I experienced it one time—but this happens every week, sometimes multiple times a day in the Vinsons’ daily life. The load of stress, anguish, fear and pain on Christina and Zach is unfathomable; most of all, it's heartbreaking to see our little buddy experience it. He's been working SO hard, but needs a larger level of intervention than he's been receiving.

It's been all hands on deck from everyone on his care team, and after endless hours of meetings, consultations and evaluations over the past few weeks, Christina and Zach have a new plan in place for therapy, treatment, medication, and more.

While they don't know what the future holds, it feels like these next few months are a big inflection point for Elias's future. He's such an incredible kid, and he's working so hard to overcome the obstacles his brain is giving him—harder than any 7-year-old should ever have to work on themselves.
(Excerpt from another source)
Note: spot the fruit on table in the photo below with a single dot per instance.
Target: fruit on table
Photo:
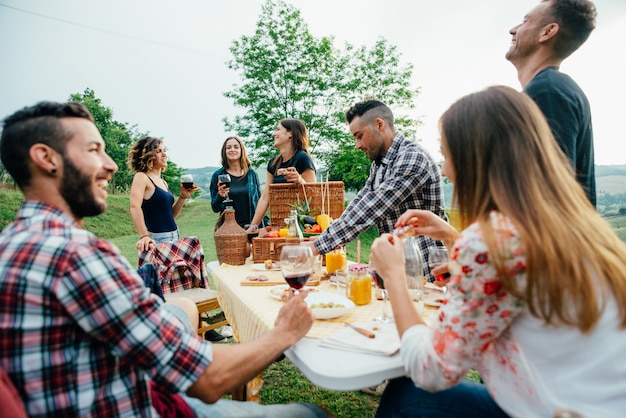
(314, 229)
(323, 221)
We are all hopeful that the treatment plan can make it significantly easier for him to be the weird, goofy, sweet, sports-and-pokemon-loving kid that we know is his true self.

The Vinsons' mindset has been (and will always be) to get Elias the absolute best care possible and trust that the money will work out one way or another. Between bills they've already received for May and the therapy sessions, appointments, and diagnostics that are coming in the next few months, it's clear: the expenses this year are daunting.

Over the years, they've had so many people ask how they can help. And often there aren't many ways to lift the ongoing weight of helping Elias navigate his world. But in this particular season of mounting bills, money is an obstacle.

There are a few unknowns that lie ahead, but as best as they can tell, out-of-pocket expenses for Elias's care from May through September 2024 will be somewhere between $18,000 and $23,000.

Those expenses include:

Behavioral therapy (ABA)

Ambulance/ER bills

2 brain scans

Genetic testing

Psychiatrist appointments

Neurofeedback therapy

Skilled childcare

Medications

Lab work

Pediatrician appointments

They'd like anyone reading this to know how grateful they are to have people in Elias's corner and sent the following note, as well as their deepest thanks.

Note from the Vinsons:

If you feel compelled to help us cover the costs for Elias's treatment, we truly appreciate it so much. If you’ve brought us a meal, sent money for takeout, texted, held us while we cry, prayed for us, or reached out to help, please know we couldn’t do it without you.

We have already been generously given $6,000 to help cover these expenses, and we'll find a way to cover as much of the rest as possible.

They say it takes a village. With a kid like Elias, it takes a whole universe sometimes, and we're so grateful for the countless people he's got on his side.

- Christina and Zach

Thank you for reading, and thank you for loving Elias, Christina, and Zach.